The map was devised by the Italian cartographer Bernardus Sylvanus and was printed in Venice in 1511. However, it is based on the work of Claudius Ptolemy, a Greco-Egyptian geographer, living in the 2nd Century AD, in Alexandria, Egypt, which was then part of the Roman Empire. While the India depicted on the map is at first unfamiliar to the modern eye, once one becomes immersed in its details, the map comes alive.
While Ptolemy’s India is correctly framed by the ‘Indus flu.’ (Indus River) in the northwest, and the delta of the ‘Ganga flu.’ (Ganges River) in the northeast, the interceding coastline meanders jaggedly into the sea, as opposed to forming the familiar triangular peninsula of Southern India. However, the map features a roughly accurate sequence of the main ports of India as they appear along the coastlines. One will notice ‘muziris em.’, which refers to Muziris ‘Emporium’, one of the wealthiest and most famous ports of contemporary India.
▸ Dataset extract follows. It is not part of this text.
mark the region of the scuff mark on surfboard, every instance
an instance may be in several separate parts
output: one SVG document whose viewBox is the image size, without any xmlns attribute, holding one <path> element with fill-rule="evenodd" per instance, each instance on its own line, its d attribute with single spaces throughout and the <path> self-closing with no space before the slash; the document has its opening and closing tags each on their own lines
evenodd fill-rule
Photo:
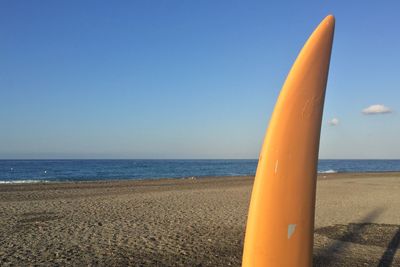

Preserved in the name of the Kochi-Muziris Biennale, the city’s legacy has long been associated with Kochi and its region, although the exact location of Muziris remains a source of debate amongst archeologists. It is widely held that it was located near the mouth of the Periyar River (named by Ptolemy ‘Pseudostomus f’, meaning 'one with false mouths'), just to the north of Kochi, near Kodungallur. Muziris remained an important centre until it was destroyed by floods in 1341.